Background: the SDH problem
They say (well, I say) that all software is bad and complicated, but some is useful: the same thing is true about data. Most data is subject to what I call SDH: it’s siloed, dirty, and hard to work with.
Siloed
Because of how applications are architected, data tends to be stuck in the system that generates it. If you’re using Stripe for payments, your payment data is in the Stripe system. If you’re using Salesforce for your CRM, your sales data is in the Salesforce system. And if you’re using a PostgreSQL database to back your application, your user data is yet another system (yours).
The problem is that for analysis – both for operational dashboards and longer term Data Science™ – the value comes from the integration of data, or being able to work with your payments, sales, and user data all in one place. You need to get it out of these siloed systems and into a central location.
Dirty
Data is dirty.
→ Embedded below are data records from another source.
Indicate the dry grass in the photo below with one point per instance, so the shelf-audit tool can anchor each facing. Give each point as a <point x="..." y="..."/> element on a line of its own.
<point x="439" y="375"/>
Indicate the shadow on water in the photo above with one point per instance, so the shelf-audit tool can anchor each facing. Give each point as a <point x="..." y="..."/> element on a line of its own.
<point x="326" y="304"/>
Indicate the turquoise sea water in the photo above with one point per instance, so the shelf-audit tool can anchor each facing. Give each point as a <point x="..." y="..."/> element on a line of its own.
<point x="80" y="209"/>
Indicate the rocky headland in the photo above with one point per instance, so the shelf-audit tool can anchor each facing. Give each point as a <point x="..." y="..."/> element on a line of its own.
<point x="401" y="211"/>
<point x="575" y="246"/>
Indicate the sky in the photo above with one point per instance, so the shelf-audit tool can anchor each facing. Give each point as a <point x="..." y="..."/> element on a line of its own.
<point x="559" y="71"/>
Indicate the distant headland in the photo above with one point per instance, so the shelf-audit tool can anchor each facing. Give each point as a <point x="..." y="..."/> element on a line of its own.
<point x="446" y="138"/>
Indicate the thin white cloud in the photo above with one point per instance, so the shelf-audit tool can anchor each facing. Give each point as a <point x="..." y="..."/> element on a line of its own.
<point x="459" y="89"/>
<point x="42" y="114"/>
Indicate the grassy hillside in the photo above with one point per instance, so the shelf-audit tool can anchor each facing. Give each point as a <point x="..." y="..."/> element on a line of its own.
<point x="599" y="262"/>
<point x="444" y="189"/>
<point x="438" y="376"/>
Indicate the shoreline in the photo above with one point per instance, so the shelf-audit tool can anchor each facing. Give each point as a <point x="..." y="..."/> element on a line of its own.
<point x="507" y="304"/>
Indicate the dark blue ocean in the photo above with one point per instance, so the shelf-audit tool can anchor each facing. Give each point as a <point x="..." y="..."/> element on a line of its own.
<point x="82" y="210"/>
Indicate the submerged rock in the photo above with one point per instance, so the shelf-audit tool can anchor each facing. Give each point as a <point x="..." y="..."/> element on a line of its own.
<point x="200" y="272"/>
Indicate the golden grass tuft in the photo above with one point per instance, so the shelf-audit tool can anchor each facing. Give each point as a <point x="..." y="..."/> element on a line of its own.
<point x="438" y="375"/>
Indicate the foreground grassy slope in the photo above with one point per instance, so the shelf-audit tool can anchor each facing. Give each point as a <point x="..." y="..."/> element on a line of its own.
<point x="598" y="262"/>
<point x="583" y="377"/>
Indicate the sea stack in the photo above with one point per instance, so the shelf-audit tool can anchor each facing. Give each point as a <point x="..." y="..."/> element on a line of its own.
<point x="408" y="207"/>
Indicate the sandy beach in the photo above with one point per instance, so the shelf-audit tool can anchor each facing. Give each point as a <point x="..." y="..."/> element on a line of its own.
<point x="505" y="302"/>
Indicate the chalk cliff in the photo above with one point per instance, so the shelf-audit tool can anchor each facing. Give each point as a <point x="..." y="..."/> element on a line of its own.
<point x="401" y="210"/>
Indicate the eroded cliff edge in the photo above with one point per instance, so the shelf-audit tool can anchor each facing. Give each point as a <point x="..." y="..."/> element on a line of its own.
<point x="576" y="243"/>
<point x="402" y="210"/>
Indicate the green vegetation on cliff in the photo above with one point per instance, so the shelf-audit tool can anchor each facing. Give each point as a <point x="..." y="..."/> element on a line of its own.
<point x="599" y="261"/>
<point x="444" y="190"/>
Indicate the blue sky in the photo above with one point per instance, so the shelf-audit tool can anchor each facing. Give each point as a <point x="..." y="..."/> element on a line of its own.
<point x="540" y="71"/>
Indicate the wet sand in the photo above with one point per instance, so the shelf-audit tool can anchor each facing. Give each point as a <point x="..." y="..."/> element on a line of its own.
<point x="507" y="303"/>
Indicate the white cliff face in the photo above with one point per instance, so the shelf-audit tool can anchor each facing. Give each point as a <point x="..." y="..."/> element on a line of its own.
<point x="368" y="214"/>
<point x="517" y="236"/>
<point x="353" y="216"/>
Things are spelled incorrectly, some payment amounts are USD and others CAD, some engineer changed your storage format a year ago without telling anyone...the list goes on. You need to clean this data before analyzing it, and ideally do that on a regular basis.
Hard to work with
Data has a format: it can be events data, user data, aggregated click counts, or any other form of captured reality. And the format that your data gets generated in is rarely the format you’re going to analyze it in. You need to transform it into something useful by aggregating, pivoting, filtering, and all of that fancy stuff you learn how to do in basic Excel classes.
By now, you get it; we need to do a bunch of stuff to data before we can analyze it. That’s exactly what ETL is – it’s taking care of the SDH problem.